The Chick’s Ability (Brazil, 1985) – An offshoot of erotic film rarely seen in North America until now, the Brazilian Pornochanchada movement was very popular in South America from 1977-1985. Blowing the lid off these rare movies, Impulse Pictures has come forward with their initial entry in their “classic Latin erotica collection” – the scandalous 1984 production The Chick’s Ability. Here, a lovely small-town teen named Cristina loses her virginity, outraging her religious father. Looking for help from her older sis Carla (a downtown Rio whore with a tough pimp named Milton), the 19-year-old also gets the boot from her hooker sibling after getting pregnant. Will she prostitute her shapely ass in order to save her sick newborn son, or are there other options available to this unfortunate girl? With a tight story line, some truly beautiful nekkid laydeez, and a notable lack of camp, The Chick’s Ability provides an interesting window into an extinct genre.
Wendy and Lucy (USA. 2008) – Wendy is a kind-hearted young woman who doesn’t have much aside from her annoying clunker of a car, a dog named Lucy, and just enough money to get her to Alaska where some seasonal work hopefully awaits her. Things seem bleak but not hopeless – that is, until Wendy’s car breaks down, and she’s arrested for breaking the law, and… well, that would be a spoiler. Director Kelly Reichardt subtly underscores the unfortunately all-to-common predicament of a person living without any margin for error, and how sickeningly wrong everything can go with only a few scrotum twists of fate. Lacking the resources to bail herself out of trouble, Kelly’s heroine has to make some pretty heartbreaking choices just to survive. Get ready to fucking bawl your eyes out, pet-lovers.
Cat in the Brain (Italy, 1990) – Here’s a weird one! Italian gore-master Lucio Fulci plays himself – a horror film director with an identity crisis that has been having nightmarish visions brought on by the morbid and upsetting films he’s been foisting upon the public. Ol’ Lucio sees dead people, and eventually makes an appointment with a psychologist with some strange and unusual ulterior motives. With a score by Fabio Frizzi, which is right up there with the better scores he did for Fulci. From swinging jazz numbers to scary dissonant horror warblings, Frizzi gets busy. The real reason to get excited though, is how absolutely *packed* to the rafters this movie is with creative gore, nudity, and strangeness.
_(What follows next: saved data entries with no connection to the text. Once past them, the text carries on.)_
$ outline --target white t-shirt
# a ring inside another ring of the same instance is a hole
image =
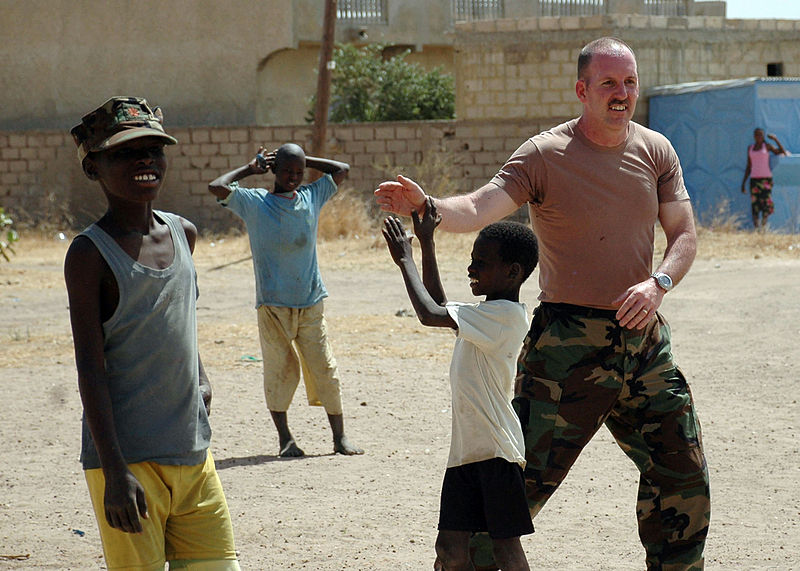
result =
[[[450,363],[453,429],[447,467],[503,458],[525,467],[525,441],[511,406],[522,341],[525,304],[505,299],[448,302],[458,325]]]

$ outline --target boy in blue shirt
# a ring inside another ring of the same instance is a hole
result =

This is Fulci’s tribute to his fans, and the last great movie he ever made.
Detective Bureau 2-3: Go to Hell Bastards! (Japan. 1963) – Chubby-cheeked Jo Shishido portrays Tajima, a private detective in charge of his own company, “Detective Bureau 2-3.” When criminal gangs go to war with one another and rob U.S. military bases for weapons, Tajima steps in with extreme jazzed-up, bare-knuckled, 34. calibre butt-kickery. Seijun Suzuki does it again with yet another off-kilter, pop-filtered, to-the-hiltered combo of crazy ‘n’ sexy. Sure, from certain storytelling standpoints, Detective Bureau 2-3 is a total mess that utterly lacks sophistication– but if you’re hung up on that you’re missing the point, not to mention all of the fun! Go to Hell Bastards! trivia: star Jo Shishido got cheek implants in 1956. Seriously.
Crips and Bloods: Made in America (USA. 2008) – An operatic history and prehistory of the notorious and bloody California street-level war that has claimed the lives of over fifteen thousand people in 30 short years, Crips and Bloods examines the conditions that have lead to over-the-top gang violence amongst young blacks and hispanics growing up in South Los Angeles. A talented skateboarder and an even more talented filmmaker, Stacy Peralta has Oscar-nominated actor Forrest Whitaker narrate this blend of archival footage and in-depth interviews. Peralta builds a case that the slaughter and all the associated social pathologies result from a perfect storm of toxic social ingredients. Very interesting stuff.